Now she’ll thump me, he thought, bracing himself against the edge of the table so that he would be able to get quickly to his feet, but evidently his aggressive tone of voice had thrown her off balance.

‘But good grief, Constable . . .’

‘Inspector,’ insisted Rooth, ‘Detective Inspector Rooth.’

‘Really? Anyway, no matter what, we didn’t notice a thing, neither me nor Arnold. The only thing we heard that night was those screwing machines, that nigger and his slut . . . Isn’t that right, Arnold?’

‘Er, yes,’ said Arnold, scratching his wrists nervously.

‘We’ve already explained this, both to you and that other plod, whatever his name is. Why can’t you find whoever did it instead of snooping around here? We’re honest people.’

I don’t doubt that for a second, Rooth thought. Not for a single second. He decided to change track.

‘The front door?’ he said. ‘What about that? It’s usually left unlocked, I gather?’
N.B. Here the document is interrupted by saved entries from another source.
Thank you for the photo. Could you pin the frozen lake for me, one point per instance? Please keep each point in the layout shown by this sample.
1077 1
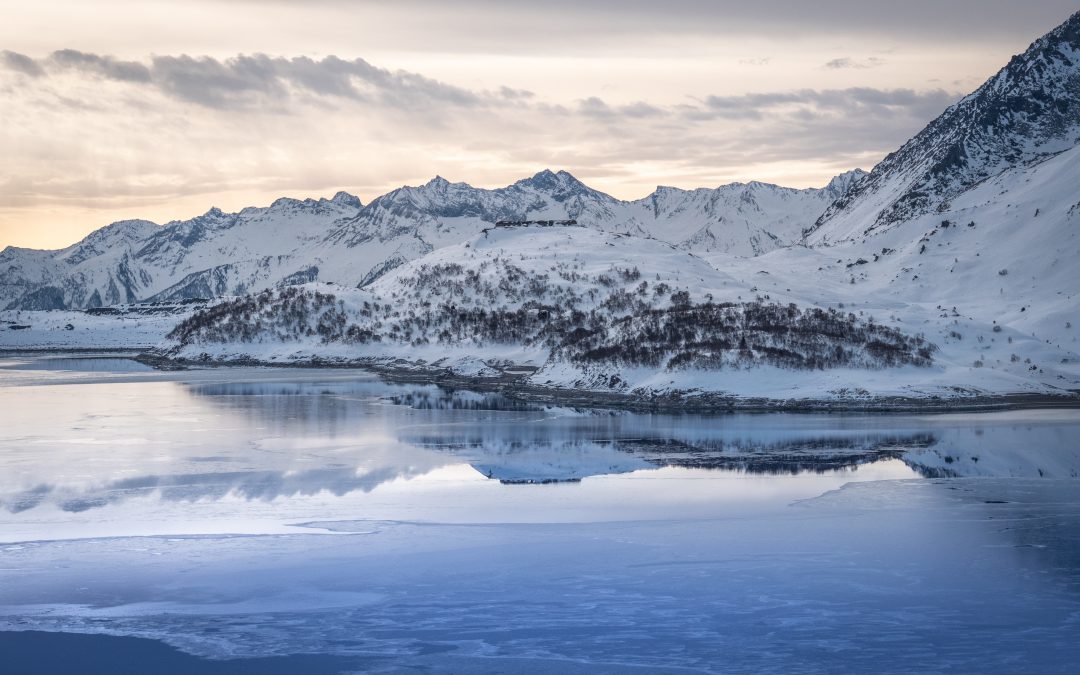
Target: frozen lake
277 514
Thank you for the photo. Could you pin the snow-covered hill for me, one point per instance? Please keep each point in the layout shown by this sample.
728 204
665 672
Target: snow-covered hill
588 311
339 240
207 256
1026 113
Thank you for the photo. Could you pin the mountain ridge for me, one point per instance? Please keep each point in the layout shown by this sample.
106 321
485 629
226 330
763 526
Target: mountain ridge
342 240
‘No,’ said fru Van Eck. ‘It could very well have been locked – but it’s a crap lock.’

‘You can open it simply by peeing on it,’ squeaked Arnold Van Eck somewhat surprisingly, and started giggling.

‘Hold your bloody tongue!’ said his wife. ‘Pour some more coffee instead! Yes, it’s a crap lock, but I assume the door was probably standing ajar so that Mussolini could get in.’

‘Mussolini?’ said Rooth.

‘Yes, he’d probably gone out for a screw as usual – I don’t understand why she doesn’t castrate the bloody thing.’

‘It’s a cat,’ explained Arnold.

‘He’ll have gathered that, for Christ’s sake!’ snorted fru Van Eck. ‘Anyway, she’d no doubt propped it open with that brick like she usually does.’